Ambas as visões são excessivas, estão deformadas e são incorretas, e não são cristãs. Qual é então o caminho que a Igreja propõe para uma reta, saudável e humana forma de se viver a sexualidade? A virtude da castidade. Esta passa em primeiro lugar nem por demonizar o sexo, mas também por não adorá-lo e fazer do prazer sexual o fim último do sexo, instrumentalizando-se o outro ou outra. Viver a castidade é viver o desejo sexual de forma controlada, com moderação e equilíbrio, colocando-se a sexualidade ao serviço da vida e do amor. Não é uma virtude negativa, nem desmancha prazeres, mas é humanizadora e libertadora. Não defendo a regressão aos tempos do conservadorismo, mas também não me parece que seja bom uma sexualidade descontrolada, libidinosa, deseducada, sem valores, fonte de escravidão e desumanidade, como se vê viver nos tempos atuais. E já é tempo de a Igreja apresentar uma nova proposta de moral sexual, de a olhar de forma descomplexada e positiva, no que ela tem de prazer, belo e amoroso, e não lhe atribuir uma maldição e toda a espécie de pecado, reprimida com proibições.

Atualmente, o saber e o discurso das ciências humanas e ciências médicas é claro:  a sexualidade é importante para a saúde psicológica, psíquica, física e espiritual da pessoa humana. O exercício da sexualidade traz inúmeros benefícios para o equilíbrio e o bem-estar integral do ser humano. A sexualidade é uma das dimensões importantes da pessoa humana, com grande importância na realização da sua humanidade. Daí que seja da mais elementar importância que se lance o debate sobre o celibato obrigatório dentro da Igreja. O Sínodo que decorre em Roma, pelos vistos, vai abordar o assunto e é bom que o faça sem medos ou complexos, enfrentando a realidade e servindo-se da verdade que sabe.

O celibato não se reduz à sexualidade, bem o sabemos.
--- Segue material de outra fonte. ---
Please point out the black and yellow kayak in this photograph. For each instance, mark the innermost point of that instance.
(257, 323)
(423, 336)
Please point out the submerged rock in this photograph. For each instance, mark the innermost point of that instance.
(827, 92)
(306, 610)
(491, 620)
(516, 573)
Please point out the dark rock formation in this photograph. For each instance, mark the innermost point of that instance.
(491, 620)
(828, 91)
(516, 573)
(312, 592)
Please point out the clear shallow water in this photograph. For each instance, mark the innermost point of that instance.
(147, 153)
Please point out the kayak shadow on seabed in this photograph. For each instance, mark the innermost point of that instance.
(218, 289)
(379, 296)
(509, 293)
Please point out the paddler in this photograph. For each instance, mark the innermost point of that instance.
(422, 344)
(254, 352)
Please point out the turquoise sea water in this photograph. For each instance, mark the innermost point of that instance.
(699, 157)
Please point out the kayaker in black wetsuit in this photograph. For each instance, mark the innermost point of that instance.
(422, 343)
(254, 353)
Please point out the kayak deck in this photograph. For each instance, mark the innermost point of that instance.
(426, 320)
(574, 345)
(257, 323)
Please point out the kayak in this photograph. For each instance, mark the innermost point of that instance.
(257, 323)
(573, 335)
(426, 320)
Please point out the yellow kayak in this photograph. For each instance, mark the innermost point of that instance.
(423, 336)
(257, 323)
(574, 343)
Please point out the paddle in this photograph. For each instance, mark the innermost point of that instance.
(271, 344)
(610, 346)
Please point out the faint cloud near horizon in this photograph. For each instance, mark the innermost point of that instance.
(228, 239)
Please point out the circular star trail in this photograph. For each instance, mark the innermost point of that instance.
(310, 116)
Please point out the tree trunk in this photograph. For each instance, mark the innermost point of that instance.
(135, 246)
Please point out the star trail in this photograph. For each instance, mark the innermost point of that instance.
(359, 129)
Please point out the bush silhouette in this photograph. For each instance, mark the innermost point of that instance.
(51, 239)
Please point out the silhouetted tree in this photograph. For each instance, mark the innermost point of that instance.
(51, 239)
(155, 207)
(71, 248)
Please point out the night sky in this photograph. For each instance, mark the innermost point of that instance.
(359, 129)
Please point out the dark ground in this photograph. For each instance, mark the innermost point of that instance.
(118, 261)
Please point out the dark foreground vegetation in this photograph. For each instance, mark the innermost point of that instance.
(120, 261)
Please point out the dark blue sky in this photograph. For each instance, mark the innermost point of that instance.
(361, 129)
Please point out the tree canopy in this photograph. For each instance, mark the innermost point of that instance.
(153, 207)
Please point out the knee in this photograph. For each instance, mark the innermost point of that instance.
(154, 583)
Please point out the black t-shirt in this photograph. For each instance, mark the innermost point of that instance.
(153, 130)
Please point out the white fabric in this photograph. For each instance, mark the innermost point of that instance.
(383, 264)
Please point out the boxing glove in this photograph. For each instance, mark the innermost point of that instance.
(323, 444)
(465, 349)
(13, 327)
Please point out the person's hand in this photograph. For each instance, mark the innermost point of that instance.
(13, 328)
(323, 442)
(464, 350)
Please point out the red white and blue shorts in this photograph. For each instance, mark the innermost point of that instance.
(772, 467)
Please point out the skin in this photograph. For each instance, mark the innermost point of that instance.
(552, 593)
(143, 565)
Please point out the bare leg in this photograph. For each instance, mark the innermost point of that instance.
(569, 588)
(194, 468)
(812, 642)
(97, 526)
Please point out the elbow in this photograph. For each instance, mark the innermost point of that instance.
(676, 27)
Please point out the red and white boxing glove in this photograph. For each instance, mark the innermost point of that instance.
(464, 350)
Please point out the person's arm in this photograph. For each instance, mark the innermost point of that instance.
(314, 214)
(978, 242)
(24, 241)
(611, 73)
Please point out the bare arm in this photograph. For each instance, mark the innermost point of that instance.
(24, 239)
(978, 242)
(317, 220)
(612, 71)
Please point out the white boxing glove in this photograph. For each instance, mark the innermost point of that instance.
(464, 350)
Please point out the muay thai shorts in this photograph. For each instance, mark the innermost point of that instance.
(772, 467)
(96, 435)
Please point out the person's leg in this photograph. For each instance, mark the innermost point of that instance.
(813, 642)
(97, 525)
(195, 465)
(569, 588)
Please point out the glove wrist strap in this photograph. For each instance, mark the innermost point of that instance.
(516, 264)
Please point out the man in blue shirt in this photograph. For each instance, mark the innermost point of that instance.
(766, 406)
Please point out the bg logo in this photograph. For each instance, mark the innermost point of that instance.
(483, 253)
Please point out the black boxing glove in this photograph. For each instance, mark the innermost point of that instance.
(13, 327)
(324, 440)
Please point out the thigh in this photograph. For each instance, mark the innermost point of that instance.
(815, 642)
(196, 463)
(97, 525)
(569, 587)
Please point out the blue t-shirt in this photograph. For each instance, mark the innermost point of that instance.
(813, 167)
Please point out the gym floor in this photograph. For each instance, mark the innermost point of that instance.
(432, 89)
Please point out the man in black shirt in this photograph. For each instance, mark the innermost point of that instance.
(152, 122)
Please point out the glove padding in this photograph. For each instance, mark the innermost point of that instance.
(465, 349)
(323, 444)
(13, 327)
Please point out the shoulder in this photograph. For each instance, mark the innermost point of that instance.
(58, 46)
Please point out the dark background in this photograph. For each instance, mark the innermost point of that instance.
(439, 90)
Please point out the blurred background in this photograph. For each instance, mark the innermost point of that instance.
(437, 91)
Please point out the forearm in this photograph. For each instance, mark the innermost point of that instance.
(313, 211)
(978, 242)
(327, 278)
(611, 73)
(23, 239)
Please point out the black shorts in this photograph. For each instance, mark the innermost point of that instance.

A sua razão de ser é mais profunda, mas também não apaga a sexualidade. Como disse em tempo D. José Policarpo, num simpósio em Fátima: “Na mentalidade contemporânea, não é tanto o celibato que choca, mas a continência no celibato”. Choca o facto de a igreja desvalorizar a sexualidade e achar que se pode prescindir facilmente dela, quando as ciências médicas e a própria experiência humana nos dizem que não.

Na Escritura não temos nenhum texto que possa servir de fundamento à regra do celibato e Jesus não o exigiu, nem deixou indicações para a sua prática dentro da Igreja. Segundo alguns estudiosos, já existiria na era apostólica a ligação sacerdócio e celibato, mas com difícil observância em alguns períodos da história da Igreja. A regra terá ganho forma mais sólida pelo século XII, pelas muitas razões que podemos averiguar, e foi plenamente consagrada com o Concílio de Trento e o nascimento dos seminários, até hoje.

O celibato é um grande dom à Igreja, ter homens e mulheres totalmente consagrados a Deus e à Igreja é uma riqueza eclesial, mas terá mais razão de ser se for uma escolha pessoal e uma vocação própria. Estarão todos os ministros ordenados vocacionados para o celibato? E não haverá cristãos casados vocacionados para o sacerdócio? Deixar as pessoas escolher a vida celibatária seria muito mais humano, porque de certeza que há ministros ordenados que gostariam de conciliar o sacerdócio e a vida familiar. É assim tão anticristão e tão antievangélico? É tempo de a Igreja se questionar a si mesma se fará sentido continuar a exigir o celibato aos seus ministros ordenados, ou se prefere continuar a manter uma regra, que aos olhos das ciências e da contemporaneidade é considerada retrógrada e contranatura. Se a Igreja tanto quer e defende a vida em abundância para todas as pessoas, convém lembrar que a sexualidade também faz parte da vida em abundância.